Among other issues, the report reads that the Venezuelan Government recognized a “humanitarian crisis” when the reality recognized by the Government was the negative impact that the economic blockade in Venezuela was having. Similarly, it omits that the Government allocates 75 percent of its investment to social areas through the nation’s budget. This was information that was shared to Bachelet in a detailed report submitted by Education Minister Aristobulo Isturiz.

Furthermore, Venezuela condemned that the High Commissioner omits the impact caused by the United States economic blockade on the Venezuelan people’s living standard.

In matters of communications, the report refers to several aggressions towards to the press even though the Government informed her that three foreign journalists were deported between 2018 and 2019 because they failed to meet migration regulations. The report also omits that new concessions have been granted to 32 radio and one T.V. stations, while the license was renewed for 12 radio and television companies between 2018 and 2019.

Venezuela rejected as well that, according to the report, the Venezuelan State did not prove it uses all resources available to ensure the right to food to the population. As a matter of fact, the OHCHR received information about the measures undertaken to guarantee this right, as in the case of the Local Production and Distribution Committees (CLAPs) and in matters of health.

It fails to report the information presented by the Office of the Prosecutor, about 292 cases in which 388 officers of the National Police’s Special Task Force (FAES) have been prosecuted since 2017 for their participation in crimes such as homicide, cruel treatment and home invasion.

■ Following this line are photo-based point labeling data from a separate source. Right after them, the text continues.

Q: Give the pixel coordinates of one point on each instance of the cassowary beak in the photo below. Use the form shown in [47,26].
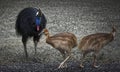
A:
[38,28]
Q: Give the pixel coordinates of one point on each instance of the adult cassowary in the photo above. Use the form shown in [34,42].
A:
[30,23]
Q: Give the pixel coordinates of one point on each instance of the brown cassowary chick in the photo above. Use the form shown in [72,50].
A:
[63,42]
[95,42]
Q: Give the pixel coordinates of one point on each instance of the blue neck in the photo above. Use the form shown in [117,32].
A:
[38,20]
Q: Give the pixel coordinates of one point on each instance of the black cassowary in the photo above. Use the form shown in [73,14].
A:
[30,23]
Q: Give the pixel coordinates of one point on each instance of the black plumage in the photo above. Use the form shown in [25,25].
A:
[26,25]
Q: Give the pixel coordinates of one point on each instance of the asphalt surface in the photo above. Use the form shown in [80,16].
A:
[81,17]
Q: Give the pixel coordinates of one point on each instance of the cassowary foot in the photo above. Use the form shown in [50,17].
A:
[95,66]
[81,66]
[62,65]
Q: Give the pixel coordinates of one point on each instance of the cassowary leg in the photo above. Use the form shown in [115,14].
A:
[82,59]
[95,60]
[24,41]
[36,40]
[65,59]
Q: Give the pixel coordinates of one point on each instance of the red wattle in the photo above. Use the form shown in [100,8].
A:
[38,28]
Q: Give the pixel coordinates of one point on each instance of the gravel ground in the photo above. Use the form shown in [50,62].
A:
[81,17]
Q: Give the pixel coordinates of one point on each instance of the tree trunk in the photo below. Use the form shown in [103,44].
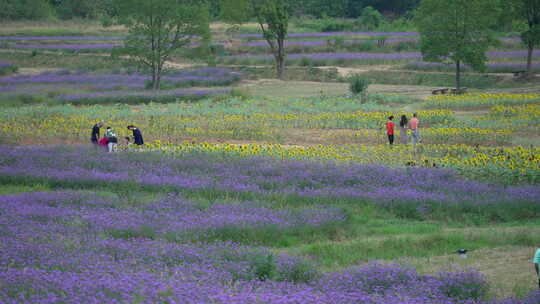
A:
[155,78]
[530,50]
[280,58]
[458,76]
[280,67]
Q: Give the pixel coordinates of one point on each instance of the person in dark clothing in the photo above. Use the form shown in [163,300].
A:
[390,130]
[137,135]
[95,133]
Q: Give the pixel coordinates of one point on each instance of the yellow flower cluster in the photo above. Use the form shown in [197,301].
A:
[485,97]
[530,111]
[480,100]
[516,162]
[258,126]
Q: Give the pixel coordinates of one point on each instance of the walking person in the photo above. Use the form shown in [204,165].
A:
[95,133]
[536,262]
[413,124]
[112,140]
[137,135]
[390,130]
[403,123]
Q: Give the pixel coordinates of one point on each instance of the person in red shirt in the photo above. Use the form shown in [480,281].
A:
[390,129]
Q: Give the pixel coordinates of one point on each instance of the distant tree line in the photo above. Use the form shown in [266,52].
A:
[68,9]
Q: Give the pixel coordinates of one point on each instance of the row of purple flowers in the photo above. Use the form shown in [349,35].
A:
[68,247]
[369,56]
[203,76]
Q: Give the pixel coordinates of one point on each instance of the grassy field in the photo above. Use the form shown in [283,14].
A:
[269,190]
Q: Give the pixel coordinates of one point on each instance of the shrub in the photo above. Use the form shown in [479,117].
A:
[25,9]
[370,18]
[358,84]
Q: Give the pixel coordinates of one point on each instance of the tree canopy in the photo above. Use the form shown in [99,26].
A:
[158,28]
[458,30]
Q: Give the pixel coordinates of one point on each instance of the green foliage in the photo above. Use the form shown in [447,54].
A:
[273,18]
[157,29]
[263,267]
[358,84]
[370,18]
[25,9]
[234,11]
[458,30]
[80,9]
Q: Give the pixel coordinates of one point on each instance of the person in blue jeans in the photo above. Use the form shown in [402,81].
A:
[536,262]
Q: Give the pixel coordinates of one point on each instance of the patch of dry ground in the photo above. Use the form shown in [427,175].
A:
[508,269]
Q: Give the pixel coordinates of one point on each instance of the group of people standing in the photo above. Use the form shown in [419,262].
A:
[404,125]
[110,139]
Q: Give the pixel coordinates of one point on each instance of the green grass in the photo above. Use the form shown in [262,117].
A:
[14,188]
[331,254]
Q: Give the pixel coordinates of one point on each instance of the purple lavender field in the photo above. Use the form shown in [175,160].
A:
[87,88]
[72,246]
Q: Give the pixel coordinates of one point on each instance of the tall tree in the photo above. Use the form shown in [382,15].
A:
[529,12]
[158,28]
[273,19]
[458,30]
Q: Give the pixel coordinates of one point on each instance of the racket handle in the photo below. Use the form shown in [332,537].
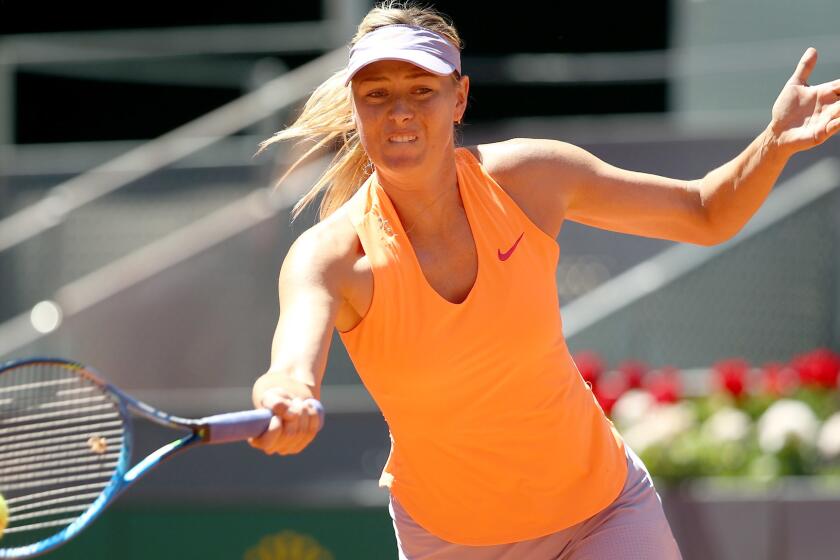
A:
[239,426]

The OHCHR is using the report to accuse the Venezuelan Government of developing a policy of repression and persecution of opponents, which Venezuela claims as false since the different violent actions and violations to the Constitution of the Bolivarian Republic of Venezuela undertaken by the opposition since 2002 and these flagrant violations are not mentioned in the report.

The report also fails to give account of the information presented by the State regarding public health, infant mortality, benefits granted through the homeland card (carnet de la patria), collective rights of the indigenous people, and free press existing in the country. This was made evident during the High Commissioner’s visit.

According to the Venezuelan Government, the OHCHR did not evaluate either the impact of coercive measures taken by the U.S. but still advised the Government to adopt resolutions to attend to the human rights situation and refrained from calling for a lifting of the U.S. blockade against Venezuela, contrary to mandates of the Human Rights Council’s Special Procedures.

Regarding the Venezuelan economy, the report alleges it was already in crisis before the imposition of the 2017 unilateral coercive measures, omitting to take into account the impact caused by the fall on oil prices since 2014 as a result of the actions taken by the United States Administration, resulting in a decrease of the Republic’s revenues from $43.6 billion in 2013 to $38.1 billion in 2014.

The report advises the State to release the people detained for “political reasons” in Venezuela. Such advice is wrong and not applicable, asserts the Government, since there are not political prisoners in Venezuela.

After reviewing it, the Venezuelan Government requested directly the Office of the High Commissioner for Human Rights to take the needed measures to correct the mistakes in the A/HRC/41/18 report prior its publication for the sake of accuracy.